The blinding maelstrom of greenish-yellow vapor which surged tempestuously up from that hole as the floods of acid descended will never leave my memory. All along Peach Valley Drive and up toward town, people still talk about the yellow day, when a barge filled with god-knows-what leaked into the Cumberland River, but I know how mistaken they are to the source. They tell, too, of the hideous roar which came at the same time, possibly the hull of the barge tearing open on some long-forgotten building drown by the TVA—but again I could correct them if I dared.

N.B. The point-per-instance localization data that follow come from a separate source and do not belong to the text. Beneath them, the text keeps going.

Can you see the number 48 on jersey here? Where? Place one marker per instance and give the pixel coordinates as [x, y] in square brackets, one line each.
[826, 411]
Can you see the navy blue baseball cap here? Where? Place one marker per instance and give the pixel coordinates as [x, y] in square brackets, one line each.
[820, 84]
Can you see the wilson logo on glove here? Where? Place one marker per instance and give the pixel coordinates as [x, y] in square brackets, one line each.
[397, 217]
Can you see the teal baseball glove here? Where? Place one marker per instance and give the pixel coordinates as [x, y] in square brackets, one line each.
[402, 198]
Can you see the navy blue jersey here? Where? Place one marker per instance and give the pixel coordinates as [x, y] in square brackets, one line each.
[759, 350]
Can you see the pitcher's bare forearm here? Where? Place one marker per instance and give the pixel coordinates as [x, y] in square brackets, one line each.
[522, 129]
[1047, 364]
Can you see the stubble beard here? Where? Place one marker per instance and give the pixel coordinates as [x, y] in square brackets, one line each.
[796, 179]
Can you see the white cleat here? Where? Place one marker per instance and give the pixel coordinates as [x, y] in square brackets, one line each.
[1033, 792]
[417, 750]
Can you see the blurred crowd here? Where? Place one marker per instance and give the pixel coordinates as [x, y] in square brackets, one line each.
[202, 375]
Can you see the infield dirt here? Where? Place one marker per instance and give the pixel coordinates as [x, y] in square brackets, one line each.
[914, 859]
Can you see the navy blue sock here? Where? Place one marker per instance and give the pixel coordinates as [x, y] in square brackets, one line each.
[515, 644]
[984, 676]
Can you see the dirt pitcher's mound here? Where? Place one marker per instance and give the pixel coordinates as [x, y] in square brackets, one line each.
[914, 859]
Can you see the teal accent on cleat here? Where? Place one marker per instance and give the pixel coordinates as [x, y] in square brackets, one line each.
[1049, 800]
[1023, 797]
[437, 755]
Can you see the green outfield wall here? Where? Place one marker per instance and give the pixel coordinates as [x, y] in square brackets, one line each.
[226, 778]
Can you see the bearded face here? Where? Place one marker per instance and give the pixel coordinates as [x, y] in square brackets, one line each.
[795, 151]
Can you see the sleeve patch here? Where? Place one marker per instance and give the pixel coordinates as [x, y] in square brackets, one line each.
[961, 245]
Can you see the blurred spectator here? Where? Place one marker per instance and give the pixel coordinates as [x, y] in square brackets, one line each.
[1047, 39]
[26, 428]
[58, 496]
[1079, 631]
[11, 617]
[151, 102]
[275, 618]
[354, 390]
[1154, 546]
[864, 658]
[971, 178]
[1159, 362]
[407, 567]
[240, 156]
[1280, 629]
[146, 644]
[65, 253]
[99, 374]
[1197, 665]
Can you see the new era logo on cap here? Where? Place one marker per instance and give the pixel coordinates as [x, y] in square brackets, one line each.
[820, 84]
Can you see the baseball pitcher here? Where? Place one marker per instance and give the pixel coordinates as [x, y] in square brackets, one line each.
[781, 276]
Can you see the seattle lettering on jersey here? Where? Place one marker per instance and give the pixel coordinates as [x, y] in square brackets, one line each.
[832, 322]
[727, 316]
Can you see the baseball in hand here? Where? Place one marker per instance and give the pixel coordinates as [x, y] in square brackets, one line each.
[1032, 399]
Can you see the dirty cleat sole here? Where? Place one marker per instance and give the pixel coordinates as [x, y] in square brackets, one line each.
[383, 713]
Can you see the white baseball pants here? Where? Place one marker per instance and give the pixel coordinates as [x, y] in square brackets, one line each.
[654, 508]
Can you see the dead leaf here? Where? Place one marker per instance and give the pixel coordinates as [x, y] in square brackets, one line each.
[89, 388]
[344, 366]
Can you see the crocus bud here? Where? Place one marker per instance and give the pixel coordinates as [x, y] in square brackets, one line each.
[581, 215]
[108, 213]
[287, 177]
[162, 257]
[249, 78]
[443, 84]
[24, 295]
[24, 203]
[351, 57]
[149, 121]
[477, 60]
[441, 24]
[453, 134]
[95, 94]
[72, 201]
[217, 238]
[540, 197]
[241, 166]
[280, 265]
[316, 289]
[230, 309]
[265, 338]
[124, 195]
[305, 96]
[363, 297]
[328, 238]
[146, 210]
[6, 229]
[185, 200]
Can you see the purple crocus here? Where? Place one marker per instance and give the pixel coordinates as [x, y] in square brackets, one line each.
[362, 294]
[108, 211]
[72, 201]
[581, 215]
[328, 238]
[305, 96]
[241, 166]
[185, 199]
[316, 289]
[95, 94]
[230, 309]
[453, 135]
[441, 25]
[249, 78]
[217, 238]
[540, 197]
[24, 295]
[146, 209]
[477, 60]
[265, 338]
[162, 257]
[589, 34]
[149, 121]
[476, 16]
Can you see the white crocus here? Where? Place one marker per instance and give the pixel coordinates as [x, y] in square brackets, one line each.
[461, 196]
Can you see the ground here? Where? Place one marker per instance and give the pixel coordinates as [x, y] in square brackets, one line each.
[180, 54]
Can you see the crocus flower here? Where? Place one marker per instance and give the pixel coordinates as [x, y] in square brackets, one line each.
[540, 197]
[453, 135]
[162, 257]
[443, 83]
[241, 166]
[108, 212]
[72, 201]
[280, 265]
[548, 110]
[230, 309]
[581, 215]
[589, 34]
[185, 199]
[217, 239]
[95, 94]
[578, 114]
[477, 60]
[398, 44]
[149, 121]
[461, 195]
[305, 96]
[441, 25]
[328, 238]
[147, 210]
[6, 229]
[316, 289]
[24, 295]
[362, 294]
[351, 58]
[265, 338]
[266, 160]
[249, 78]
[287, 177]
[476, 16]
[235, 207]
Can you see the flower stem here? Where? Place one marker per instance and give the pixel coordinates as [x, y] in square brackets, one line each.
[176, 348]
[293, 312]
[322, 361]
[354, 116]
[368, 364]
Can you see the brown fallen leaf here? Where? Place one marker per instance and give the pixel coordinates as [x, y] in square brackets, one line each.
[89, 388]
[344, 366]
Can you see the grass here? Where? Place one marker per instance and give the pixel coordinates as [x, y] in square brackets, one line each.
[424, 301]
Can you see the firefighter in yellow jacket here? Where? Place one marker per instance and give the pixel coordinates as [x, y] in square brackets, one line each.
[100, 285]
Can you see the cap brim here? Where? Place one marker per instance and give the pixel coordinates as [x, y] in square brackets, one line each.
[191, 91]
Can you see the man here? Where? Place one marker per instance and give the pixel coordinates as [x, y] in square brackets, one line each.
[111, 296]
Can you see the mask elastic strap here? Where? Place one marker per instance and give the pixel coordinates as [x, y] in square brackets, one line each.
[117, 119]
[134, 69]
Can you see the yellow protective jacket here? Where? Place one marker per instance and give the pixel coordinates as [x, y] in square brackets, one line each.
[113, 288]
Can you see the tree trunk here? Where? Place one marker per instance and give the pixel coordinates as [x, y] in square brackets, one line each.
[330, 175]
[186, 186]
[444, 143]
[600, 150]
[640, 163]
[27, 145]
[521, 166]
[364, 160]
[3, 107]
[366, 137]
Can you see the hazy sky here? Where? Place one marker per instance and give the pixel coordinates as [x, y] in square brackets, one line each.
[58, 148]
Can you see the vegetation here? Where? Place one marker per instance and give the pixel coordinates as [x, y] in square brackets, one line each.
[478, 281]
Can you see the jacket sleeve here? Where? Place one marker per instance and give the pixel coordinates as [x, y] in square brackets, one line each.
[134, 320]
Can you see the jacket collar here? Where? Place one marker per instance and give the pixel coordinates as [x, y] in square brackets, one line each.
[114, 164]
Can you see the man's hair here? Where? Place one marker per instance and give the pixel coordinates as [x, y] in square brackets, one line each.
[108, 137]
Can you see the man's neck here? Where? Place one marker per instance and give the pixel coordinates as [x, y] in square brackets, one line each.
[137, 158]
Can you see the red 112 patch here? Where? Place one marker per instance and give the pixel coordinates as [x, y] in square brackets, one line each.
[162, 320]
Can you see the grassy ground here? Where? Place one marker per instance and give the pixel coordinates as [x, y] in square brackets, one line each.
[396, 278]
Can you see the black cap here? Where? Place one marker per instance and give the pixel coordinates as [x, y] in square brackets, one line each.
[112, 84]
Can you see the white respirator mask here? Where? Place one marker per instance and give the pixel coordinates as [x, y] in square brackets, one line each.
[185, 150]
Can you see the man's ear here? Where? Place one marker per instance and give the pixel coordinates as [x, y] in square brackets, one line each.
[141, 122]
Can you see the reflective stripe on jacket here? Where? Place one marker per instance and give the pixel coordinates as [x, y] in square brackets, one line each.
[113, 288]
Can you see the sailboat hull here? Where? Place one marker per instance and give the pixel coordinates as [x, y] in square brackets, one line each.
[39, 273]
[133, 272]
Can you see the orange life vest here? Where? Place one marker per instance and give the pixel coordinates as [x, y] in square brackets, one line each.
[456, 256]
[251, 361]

I don’t see how I lived through it. Certainly none of the sensitive equipment we had carried into the basement with us did. All was ruined and the information on it unsalvageable. I passed out after emptying the fourth container, which I had to handle after the fumes had begun to penetrate my mask. But when I recovered, I saw that the bodies were all gone and the hole was emitting no fresh vapors.
The two remaining containers I emptied down without particular result, and after a time, I felt it safe to shovel the earth back into the pit. It was twilight before I was done, but the fear had gone out of the place. The dampness was less noticeable and all the strange fungi had withered to a grayish powder which blew ash-like all along the floor. Hell had received at last the demon soul of an unhallowed thing. As I patted down the last spadeful of dirt, I shed the first of many tears with which I have paid tribute to my beloved uncle.
The next spring, the daffodils bloomed at Allendale and shortly afterward the Fitzgeralds rented the place. The barren old catalpa tree in the yard was white with flowers, and last year the birds nested in its gnarled boughs.
I still have wolfish-dreams, dreams that I am being pursued by a thing, something like a cross between a bear and a wild hog and a wolf and a mountain lion. But my father assures me that this is another family matter, a separate problem unique to the Allens, long left in the past, nothing to worry about. And, as long as I don’t dream in French or wake to small scratches or bite marks, I shall continue to believe him.